奈久留は雪夜とどのような付き合いだったか思い出せなかったが、雪夜の自分への接し方から知り合いなのは確かなことだとわかり、自分のこと全てを雪夜に話したのだ。
「そうか……。それじゃあ、ここが何なのかもわからないのか?」
「うん」
少しさみしそうに聞いてくる雪夜をみて、つらくなる。
「ここは、五年前まで奈久留が住んでいた城だよ。俺の、五年前まではここで働いていたんだ」
「そうなの!?」
初耳だったようだ。
てっきり、生まれてからからずっと今の城に住んでいいると思っていたのだ。
(確かに、それならあの肖像画も説明がつく。
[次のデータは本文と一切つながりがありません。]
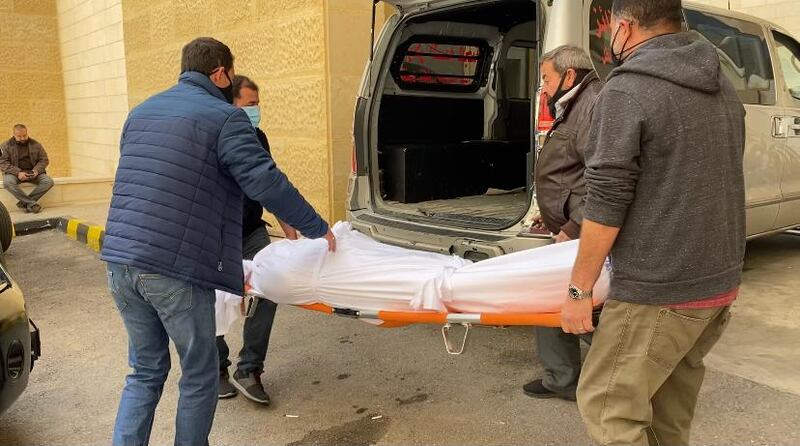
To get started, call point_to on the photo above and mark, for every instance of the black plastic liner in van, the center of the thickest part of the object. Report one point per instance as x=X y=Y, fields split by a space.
x=412 y=119
x=413 y=173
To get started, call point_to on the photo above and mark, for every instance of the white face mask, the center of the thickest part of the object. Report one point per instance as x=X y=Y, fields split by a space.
x=254 y=113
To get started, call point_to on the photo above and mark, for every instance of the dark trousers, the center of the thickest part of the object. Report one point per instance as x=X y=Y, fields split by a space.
x=560 y=355
x=257 y=328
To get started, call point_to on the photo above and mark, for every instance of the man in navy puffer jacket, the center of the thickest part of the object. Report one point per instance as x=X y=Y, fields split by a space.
x=174 y=235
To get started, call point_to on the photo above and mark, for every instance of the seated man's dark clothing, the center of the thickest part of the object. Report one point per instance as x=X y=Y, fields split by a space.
x=25 y=162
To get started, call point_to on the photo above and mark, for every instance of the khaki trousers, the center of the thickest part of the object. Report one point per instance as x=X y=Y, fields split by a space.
x=641 y=378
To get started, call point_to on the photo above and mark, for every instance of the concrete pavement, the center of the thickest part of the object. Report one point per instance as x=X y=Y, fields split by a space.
x=345 y=382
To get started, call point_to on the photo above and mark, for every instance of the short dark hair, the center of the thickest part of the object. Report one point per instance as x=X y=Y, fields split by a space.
x=240 y=82
x=650 y=13
x=205 y=54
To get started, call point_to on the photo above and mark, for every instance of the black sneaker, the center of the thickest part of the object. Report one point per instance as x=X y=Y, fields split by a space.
x=226 y=389
x=536 y=389
x=251 y=387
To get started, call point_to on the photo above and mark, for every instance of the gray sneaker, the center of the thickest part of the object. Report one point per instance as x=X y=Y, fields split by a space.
x=251 y=387
x=226 y=389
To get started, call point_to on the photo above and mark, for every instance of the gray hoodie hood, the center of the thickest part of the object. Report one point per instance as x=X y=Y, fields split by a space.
x=686 y=59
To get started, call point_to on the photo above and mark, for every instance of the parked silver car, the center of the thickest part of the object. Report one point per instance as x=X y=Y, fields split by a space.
x=447 y=118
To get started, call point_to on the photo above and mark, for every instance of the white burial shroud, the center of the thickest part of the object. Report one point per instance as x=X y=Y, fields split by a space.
x=364 y=274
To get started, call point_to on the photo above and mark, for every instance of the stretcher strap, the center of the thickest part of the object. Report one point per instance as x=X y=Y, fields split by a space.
x=392 y=319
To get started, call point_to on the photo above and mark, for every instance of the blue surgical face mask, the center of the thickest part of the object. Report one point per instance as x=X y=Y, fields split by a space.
x=254 y=113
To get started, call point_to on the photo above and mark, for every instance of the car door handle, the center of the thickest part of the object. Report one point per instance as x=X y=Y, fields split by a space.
x=794 y=129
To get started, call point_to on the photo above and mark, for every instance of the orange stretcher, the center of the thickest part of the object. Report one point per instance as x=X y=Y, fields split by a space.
x=394 y=319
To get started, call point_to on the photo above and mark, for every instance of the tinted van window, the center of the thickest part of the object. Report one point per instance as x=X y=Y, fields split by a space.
x=788 y=52
x=743 y=54
x=435 y=64
x=518 y=72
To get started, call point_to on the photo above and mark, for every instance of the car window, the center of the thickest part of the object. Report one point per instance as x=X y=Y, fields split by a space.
x=518 y=71
x=788 y=51
x=434 y=64
x=743 y=54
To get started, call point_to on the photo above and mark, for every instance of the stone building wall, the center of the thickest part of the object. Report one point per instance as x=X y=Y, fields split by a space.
x=31 y=82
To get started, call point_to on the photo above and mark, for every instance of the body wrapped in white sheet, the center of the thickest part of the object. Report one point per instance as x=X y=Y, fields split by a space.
x=364 y=274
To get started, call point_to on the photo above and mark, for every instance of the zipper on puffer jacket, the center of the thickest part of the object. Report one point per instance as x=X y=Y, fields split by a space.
x=221 y=234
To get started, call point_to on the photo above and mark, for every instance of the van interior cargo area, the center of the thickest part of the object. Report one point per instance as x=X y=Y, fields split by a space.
x=454 y=135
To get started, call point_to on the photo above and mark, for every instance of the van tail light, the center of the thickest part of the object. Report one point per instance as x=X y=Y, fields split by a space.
x=545 y=121
x=353 y=163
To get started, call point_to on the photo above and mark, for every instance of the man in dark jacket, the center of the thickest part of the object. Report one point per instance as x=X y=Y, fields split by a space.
x=571 y=85
x=665 y=197
x=257 y=326
x=24 y=160
x=174 y=235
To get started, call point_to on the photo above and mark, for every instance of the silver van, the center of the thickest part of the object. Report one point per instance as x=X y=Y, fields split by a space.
x=448 y=117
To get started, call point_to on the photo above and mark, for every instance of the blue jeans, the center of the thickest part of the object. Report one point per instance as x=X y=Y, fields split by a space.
x=257 y=328
x=156 y=309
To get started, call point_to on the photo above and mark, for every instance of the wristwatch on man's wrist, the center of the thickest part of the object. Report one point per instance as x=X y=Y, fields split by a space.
x=576 y=293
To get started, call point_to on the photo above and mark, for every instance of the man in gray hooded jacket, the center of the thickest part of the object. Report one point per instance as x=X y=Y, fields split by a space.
x=665 y=197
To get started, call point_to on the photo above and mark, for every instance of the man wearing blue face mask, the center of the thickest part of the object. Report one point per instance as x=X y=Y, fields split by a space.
x=257 y=327
x=173 y=235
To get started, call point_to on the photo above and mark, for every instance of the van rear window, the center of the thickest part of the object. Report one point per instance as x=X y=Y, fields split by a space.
x=433 y=64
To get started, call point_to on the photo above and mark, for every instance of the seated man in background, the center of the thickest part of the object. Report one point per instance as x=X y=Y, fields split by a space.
x=24 y=160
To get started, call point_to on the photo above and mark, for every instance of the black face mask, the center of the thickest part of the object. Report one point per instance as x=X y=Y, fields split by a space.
x=227 y=91
x=560 y=93
x=617 y=59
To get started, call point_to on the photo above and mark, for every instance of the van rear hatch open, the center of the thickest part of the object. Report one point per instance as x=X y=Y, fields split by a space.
x=450 y=127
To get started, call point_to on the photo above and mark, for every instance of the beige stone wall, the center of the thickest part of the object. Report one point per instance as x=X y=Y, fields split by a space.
x=31 y=86
x=348 y=42
x=93 y=60
x=280 y=44
x=785 y=13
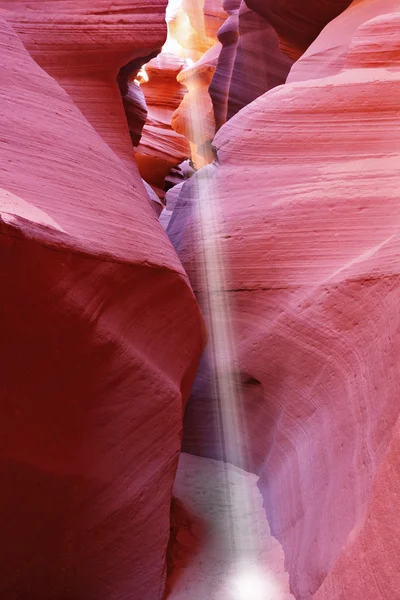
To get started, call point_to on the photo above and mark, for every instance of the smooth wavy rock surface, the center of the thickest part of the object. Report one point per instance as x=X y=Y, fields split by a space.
x=161 y=148
x=83 y=44
x=208 y=497
x=260 y=64
x=308 y=234
x=96 y=361
x=228 y=35
x=298 y=23
x=194 y=118
x=334 y=49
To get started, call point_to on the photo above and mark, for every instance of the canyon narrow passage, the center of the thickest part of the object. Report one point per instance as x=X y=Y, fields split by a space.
x=199 y=299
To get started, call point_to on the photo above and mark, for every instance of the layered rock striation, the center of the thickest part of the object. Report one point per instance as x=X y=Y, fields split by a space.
x=307 y=188
x=96 y=362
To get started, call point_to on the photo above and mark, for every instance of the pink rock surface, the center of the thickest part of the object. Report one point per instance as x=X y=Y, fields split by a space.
x=195 y=25
x=96 y=363
x=334 y=48
x=259 y=65
x=83 y=44
x=209 y=494
x=194 y=118
x=228 y=35
x=307 y=185
x=161 y=148
x=367 y=566
x=298 y=23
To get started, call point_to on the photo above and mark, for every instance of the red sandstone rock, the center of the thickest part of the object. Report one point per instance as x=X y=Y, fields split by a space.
x=197 y=25
x=367 y=566
x=161 y=148
x=298 y=23
x=228 y=35
x=259 y=65
x=335 y=49
x=96 y=361
x=83 y=44
x=208 y=495
x=195 y=116
x=307 y=186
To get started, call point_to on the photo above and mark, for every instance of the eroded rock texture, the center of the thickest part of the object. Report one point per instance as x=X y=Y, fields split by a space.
x=298 y=23
x=83 y=44
x=161 y=148
x=251 y=61
x=96 y=363
x=307 y=185
x=194 y=118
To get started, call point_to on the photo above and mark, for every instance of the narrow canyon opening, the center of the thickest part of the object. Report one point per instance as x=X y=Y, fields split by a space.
x=199 y=298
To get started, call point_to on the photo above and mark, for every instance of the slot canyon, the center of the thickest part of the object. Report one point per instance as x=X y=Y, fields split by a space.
x=200 y=303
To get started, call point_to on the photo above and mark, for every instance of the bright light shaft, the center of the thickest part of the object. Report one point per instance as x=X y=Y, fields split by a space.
x=251 y=580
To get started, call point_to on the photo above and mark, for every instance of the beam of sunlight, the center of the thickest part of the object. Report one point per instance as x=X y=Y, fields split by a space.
x=252 y=580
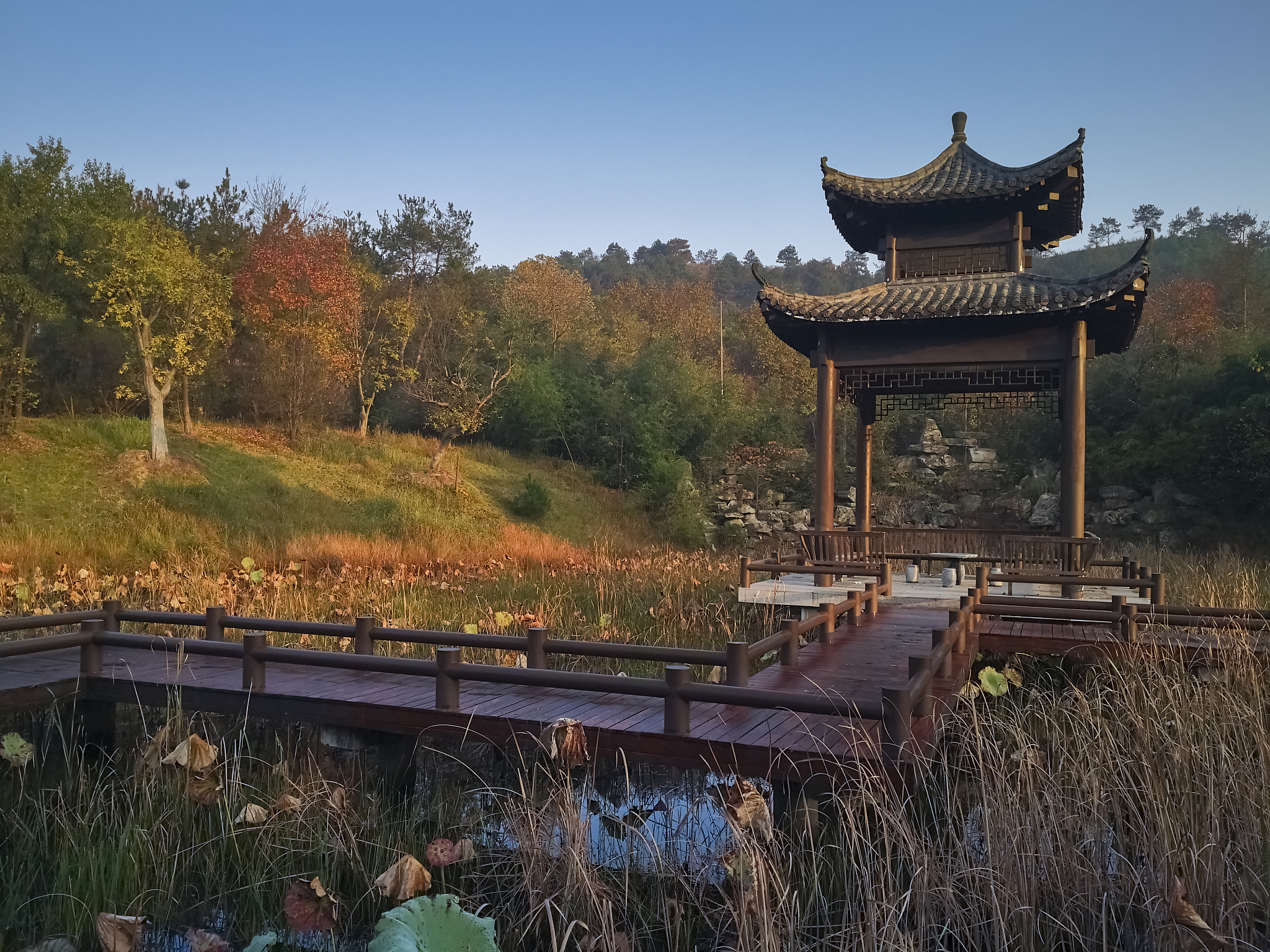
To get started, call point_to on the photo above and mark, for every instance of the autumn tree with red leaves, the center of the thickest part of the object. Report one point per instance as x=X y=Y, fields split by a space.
x=301 y=301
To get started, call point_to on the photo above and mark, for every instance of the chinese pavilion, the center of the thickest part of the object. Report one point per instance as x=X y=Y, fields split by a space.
x=961 y=318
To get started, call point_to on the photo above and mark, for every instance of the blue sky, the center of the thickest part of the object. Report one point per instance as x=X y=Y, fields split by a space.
x=564 y=126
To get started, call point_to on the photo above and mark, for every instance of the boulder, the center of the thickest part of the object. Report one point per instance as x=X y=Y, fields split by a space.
x=1118 y=493
x=917 y=512
x=1046 y=512
x=1119 y=517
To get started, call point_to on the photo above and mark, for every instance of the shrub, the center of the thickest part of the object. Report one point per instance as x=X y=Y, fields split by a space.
x=533 y=501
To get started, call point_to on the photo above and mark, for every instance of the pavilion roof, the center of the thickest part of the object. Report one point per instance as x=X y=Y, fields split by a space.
x=794 y=316
x=959 y=182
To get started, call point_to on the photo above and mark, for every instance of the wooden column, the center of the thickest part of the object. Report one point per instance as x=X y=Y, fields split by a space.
x=1016 y=244
x=1072 y=519
x=866 y=410
x=826 y=398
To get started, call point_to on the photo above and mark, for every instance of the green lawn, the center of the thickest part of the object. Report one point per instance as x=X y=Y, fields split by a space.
x=79 y=490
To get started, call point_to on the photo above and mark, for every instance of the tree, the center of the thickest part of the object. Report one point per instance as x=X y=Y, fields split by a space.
x=459 y=369
x=1101 y=232
x=420 y=240
x=1188 y=223
x=383 y=330
x=788 y=257
x=300 y=295
x=173 y=301
x=1147 y=216
x=553 y=301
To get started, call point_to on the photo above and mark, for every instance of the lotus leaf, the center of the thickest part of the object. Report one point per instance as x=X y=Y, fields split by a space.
x=432 y=924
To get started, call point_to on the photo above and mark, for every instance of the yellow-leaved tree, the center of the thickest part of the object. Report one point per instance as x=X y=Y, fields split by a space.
x=164 y=294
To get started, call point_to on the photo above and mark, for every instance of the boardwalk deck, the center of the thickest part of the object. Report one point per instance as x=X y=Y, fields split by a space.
x=860 y=663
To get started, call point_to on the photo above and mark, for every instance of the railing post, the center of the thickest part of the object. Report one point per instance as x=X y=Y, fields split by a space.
x=738 y=664
x=253 y=668
x=214 y=624
x=362 y=641
x=828 y=625
x=91 y=654
x=789 y=648
x=871 y=594
x=897 y=708
x=923 y=705
x=938 y=638
x=536 y=651
x=677 y=708
x=447 y=685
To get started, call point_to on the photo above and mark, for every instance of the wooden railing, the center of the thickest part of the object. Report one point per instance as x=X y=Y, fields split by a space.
x=99 y=628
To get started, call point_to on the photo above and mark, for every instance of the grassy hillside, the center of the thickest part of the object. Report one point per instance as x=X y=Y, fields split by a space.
x=83 y=490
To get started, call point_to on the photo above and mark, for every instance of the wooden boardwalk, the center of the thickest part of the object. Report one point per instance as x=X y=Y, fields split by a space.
x=856 y=666
x=859 y=663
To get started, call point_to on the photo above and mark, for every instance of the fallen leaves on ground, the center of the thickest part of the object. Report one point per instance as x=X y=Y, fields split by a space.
x=566 y=742
x=120 y=933
x=193 y=753
x=252 y=815
x=1184 y=914
x=203 y=790
x=17 y=751
x=202 y=941
x=309 y=907
x=286 y=804
x=404 y=880
x=441 y=852
x=747 y=808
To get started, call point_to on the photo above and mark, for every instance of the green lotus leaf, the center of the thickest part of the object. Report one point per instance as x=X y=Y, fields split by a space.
x=432 y=924
x=993 y=682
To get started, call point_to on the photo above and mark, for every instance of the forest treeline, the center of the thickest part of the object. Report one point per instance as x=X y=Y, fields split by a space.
x=259 y=304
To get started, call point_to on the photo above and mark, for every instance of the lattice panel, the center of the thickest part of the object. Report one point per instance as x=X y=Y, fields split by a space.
x=949 y=380
x=933 y=262
x=1046 y=402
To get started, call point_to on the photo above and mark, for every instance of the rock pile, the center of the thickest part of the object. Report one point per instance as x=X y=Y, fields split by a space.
x=761 y=517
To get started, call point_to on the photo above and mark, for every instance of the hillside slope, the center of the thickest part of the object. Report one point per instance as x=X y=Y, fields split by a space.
x=84 y=490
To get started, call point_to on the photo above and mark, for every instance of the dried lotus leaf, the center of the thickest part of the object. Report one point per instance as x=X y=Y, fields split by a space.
x=404 y=880
x=252 y=815
x=193 y=753
x=120 y=933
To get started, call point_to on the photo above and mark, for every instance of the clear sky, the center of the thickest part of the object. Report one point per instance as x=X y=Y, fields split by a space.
x=566 y=126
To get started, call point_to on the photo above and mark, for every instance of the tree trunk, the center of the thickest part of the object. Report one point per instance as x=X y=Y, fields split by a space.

でも、なんで言ってくれなかったんだろう? 私のこと心配して? ……あのおじいちゃんならあり得ない話ではないか)
過保護なのもいい加減やめてほしい、と奈久留はため息をつく。
「その様子じゃあ、五年前に何があったか、奈久留の親父さん達がどうなったかも……記憶に無いってことか」
「それなら知っているよ。五年前、私が暗殺されそうになったって話でしょう? お父さんとお母さんが死んだっていう話は、記憶を無くしてすぐに橘に説明させたわ」
「暗殺!? 死んだ!? ……いや、そんなこと……」
雪夜は顔をしかめてる。
「奈久留。……その橘っていう奴は誰なんだ?」
雪夜は真剣な眼差しで問いかけてきた。
「橘は私の専属執事なの。私が記憶を無くす前から城で働いて、おじいちゃんの側近もやっているの。ちょっと失礼なやつだけど」
しばらくの間、雪夜は黙っていたが、しばらくするとゆっくりと口を開いた。
「俺の知っている限り、橘なんて人、城にいた記憶はない」
雪夜がそう答えたのと同時に、街の方から爆発音が聞こえた。